Storm - Photo by Bernd 📷 Dittrich on Unsplash
[Storm - Photo by Bernd 📷 Dittrich on Unsplash]


Upon arriving in Galilee, Jesus announced that the “appointed time” was fulfilled. This translation represents the Greek term kairos, meaning, “season, time, the opportune time” (Strong’s - #G2540). The verb rendered as “fulfilled” is in a perfect tense, signifying a completed action. His announcement echoes a passage in Daniel:

  • (Daniel 12:4-9) – “Close up the words and seal the book until the time of the end… And I heard but could not understand, so I said, O my lord, what shall be the issue of these things? Then said he: Go your way, Daniel; for closed up and sealed are the words until the time of the end.

Prominent in Daniel is the theme of God’s sovereignty and the promise of the future vindication of His saints. According to Jesus, that time was “at hand.” Hence, the promised kingdom arrived in the person and ministry of the Nazarene. This is why despite opposition from Satan and the religious authorities, his proclamation was “Good News” – (Daniel 2:44-45, Daniel 7:13-14, 7:27).

The term “Kingdom of God” means the rule and sovereignty of God and something more than geographical jurisdiction. The Greek word translated as “Kingdom” can mean “dominion,” “realm,” or “reign.” In short, the dominion or reign of God over all things administered through His Son – (Daniel 7:13-14).

How did individuals respond to the proclamation of the Kingdom? First, Jesus called them to “repent.” Second, he summoned them to “believe” the Good News. Like the Baptist, he proclaimed the imminence of the “Kingdom,” and its approach necessitated repentance and faith.
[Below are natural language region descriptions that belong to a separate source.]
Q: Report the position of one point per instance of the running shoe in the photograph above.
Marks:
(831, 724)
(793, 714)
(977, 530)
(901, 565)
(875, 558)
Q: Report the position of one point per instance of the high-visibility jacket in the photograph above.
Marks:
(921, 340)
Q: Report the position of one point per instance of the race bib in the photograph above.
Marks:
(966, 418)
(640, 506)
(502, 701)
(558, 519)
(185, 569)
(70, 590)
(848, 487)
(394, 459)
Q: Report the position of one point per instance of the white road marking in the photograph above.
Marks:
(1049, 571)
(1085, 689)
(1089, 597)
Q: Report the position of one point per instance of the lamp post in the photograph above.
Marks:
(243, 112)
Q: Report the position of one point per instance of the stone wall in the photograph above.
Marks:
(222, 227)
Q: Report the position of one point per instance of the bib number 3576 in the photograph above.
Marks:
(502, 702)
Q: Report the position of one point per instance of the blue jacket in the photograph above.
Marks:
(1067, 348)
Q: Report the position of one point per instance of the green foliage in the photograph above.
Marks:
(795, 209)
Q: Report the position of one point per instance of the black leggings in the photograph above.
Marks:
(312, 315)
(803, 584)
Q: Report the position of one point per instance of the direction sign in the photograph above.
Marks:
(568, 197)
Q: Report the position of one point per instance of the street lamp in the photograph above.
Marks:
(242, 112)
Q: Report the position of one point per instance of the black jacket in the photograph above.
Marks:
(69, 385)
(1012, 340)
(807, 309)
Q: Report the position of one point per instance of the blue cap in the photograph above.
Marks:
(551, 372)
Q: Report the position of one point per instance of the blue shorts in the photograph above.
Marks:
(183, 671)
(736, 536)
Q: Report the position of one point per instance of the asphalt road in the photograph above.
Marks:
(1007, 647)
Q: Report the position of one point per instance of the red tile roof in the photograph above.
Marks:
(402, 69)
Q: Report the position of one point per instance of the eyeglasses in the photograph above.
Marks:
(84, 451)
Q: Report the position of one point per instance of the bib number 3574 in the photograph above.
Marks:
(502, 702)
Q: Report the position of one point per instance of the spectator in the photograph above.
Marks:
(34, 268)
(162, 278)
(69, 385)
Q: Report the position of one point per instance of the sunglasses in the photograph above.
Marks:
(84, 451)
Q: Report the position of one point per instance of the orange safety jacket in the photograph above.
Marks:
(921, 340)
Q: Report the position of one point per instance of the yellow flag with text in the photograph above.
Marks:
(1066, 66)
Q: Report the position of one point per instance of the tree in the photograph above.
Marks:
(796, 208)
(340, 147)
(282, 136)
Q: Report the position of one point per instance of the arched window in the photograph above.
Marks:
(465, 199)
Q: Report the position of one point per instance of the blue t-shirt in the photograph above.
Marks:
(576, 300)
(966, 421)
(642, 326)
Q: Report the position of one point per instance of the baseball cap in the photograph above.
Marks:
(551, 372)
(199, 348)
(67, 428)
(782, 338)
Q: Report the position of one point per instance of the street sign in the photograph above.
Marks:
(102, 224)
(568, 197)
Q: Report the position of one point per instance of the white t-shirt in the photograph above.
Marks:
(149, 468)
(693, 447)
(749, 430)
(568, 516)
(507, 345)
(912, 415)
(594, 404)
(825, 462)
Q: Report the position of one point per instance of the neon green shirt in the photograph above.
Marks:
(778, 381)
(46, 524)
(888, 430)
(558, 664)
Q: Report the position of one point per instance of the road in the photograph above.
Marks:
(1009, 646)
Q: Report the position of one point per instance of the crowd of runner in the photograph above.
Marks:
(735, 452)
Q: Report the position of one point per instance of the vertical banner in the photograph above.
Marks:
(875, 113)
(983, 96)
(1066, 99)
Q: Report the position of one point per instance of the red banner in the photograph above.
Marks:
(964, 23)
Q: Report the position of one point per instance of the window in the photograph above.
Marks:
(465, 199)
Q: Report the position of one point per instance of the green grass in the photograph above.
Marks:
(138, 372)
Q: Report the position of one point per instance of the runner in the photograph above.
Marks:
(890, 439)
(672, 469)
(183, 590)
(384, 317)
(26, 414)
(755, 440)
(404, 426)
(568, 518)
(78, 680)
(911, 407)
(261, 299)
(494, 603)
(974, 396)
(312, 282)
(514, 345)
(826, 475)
Sadly, many in Israel would react to the “Good News” with hostility as they did to John the Baptist, especially the religious leaders in Jerusalem.

However, although the arrival of the Kingdom was “Good News” for many, it also signaled impending doom for others. A person’s destiny then and now depended on how he or she responded to the Gospel. To enter and inherit the Kingdom required faith and repentance.